The Uvalde gunman, she noted, saved up to buy his rifles, planned and plotted and told people about his intent to annihilate.

While some have described the shooter as mentally ill, Post cautioned against calling perpetrators of public mass shootings as having mental health issues.

She said that further stigmatizes people with mental health conditions. The Uvalde gunman doesn’t qualify, she said.

“I define that by a criminal justice perspective where: Does the person understand that if they pull the trigger, that it’s going to result in injury and death. And yes, this person knew exactly what he was going to do,” Post said.

When innocent people, and especially children, are killed “we don’t understand it,” Post said.

“And the way we make sense of it, is we attribute it to mental health. So I just want to point out: That is not it. This is an evil person.

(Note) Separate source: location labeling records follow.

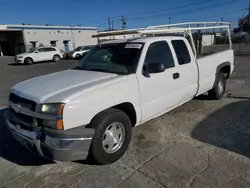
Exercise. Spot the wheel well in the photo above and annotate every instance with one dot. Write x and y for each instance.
(129, 109)
(226, 70)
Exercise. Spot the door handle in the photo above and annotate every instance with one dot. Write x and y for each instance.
(176, 75)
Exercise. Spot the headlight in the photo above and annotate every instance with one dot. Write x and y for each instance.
(54, 109)
(51, 108)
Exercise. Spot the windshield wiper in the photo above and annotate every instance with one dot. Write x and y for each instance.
(78, 68)
(99, 70)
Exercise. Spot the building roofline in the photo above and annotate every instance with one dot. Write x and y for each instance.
(44, 27)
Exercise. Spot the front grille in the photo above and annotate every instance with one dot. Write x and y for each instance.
(22, 101)
(22, 119)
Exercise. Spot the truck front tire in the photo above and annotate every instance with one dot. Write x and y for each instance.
(219, 88)
(112, 136)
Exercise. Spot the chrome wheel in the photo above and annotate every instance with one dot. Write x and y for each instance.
(220, 87)
(113, 137)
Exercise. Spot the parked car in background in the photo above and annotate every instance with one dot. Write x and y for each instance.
(39, 54)
(79, 52)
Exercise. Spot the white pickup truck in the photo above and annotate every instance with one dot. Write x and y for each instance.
(91, 109)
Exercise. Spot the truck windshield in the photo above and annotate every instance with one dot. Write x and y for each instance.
(32, 50)
(78, 48)
(119, 58)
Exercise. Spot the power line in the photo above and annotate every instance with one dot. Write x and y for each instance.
(185, 11)
(156, 11)
(173, 8)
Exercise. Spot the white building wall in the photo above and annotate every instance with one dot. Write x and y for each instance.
(127, 36)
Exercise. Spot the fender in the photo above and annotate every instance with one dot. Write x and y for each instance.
(219, 67)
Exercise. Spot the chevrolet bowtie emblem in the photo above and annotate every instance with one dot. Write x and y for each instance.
(18, 108)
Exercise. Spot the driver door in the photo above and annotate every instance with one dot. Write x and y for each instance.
(38, 55)
(159, 91)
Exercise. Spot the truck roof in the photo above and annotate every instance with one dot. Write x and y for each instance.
(143, 39)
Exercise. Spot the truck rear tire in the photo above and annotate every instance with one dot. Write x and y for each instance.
(219, 88)
(112, 136)
(28, 61)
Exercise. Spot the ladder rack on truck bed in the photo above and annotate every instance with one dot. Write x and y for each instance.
(186, 28)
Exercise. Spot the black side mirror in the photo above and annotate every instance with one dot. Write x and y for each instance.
(154, 67)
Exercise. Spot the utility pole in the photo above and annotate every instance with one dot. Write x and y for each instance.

Some people are just evil,” Post said.

She said prevention should be targeted at keeping guns and especially deadly assault weapons from individuals who are threatening, menacing and are subject to restraining and stalking orders.

U.S. Sen. Mike Lee (R-Utah) raised related issues during Dettelbach’s nomination hearing.

Lee said following tragedies like in Texas, there’s a failure to examine the root causes of what he called “rampage violence.”

“Questions like … why is our culture suddenly producing so many young men who want to murder innocent people? Raises questions like, you know, could things like fatherlessness, the breakdown of families, isolation from civil society or the glorification of violence, be contributing factors,” Lee said. “Instead, the left once again is calling for more gun control.”

Some have suggested as a solution to post armed guards at schools or to equip teachers with guns.

Something the Illinois Education Association’s vice president, former high school math teacher Albert Llorens, rejects.

“Just like we do not support arming educators, we do not support us requiring teachers to be mental health experts. We need psychologists, we need social workers with realistic caseloads,” Llorens said. “I worked in an area where we had one social worker for every 800 kids. You can’t handle that.”

More guns will exacerbate violence, not eliminate it, he said.

Installing metal detectors at schools may also cause youth trauma, Llorens said.

“We need some change. We have a choice: We need some common sense gun laws to stop these weapons from getting into the hands of those too sick to handle them, and to restore mental health services that once existed in our schools,” Llorens said. “And to strengthen those outside of schools because … this is ubiquitous. And it’s ridiculous. You don’t know whether you’re going to be executed on the spot going to McDonald’s. And a child should not have to fear for their lives.”

Since 2019, Illinois has required schools to have threat assessment teams and plans. A new law signed in May will allow the state to track whether school districts are in compliance.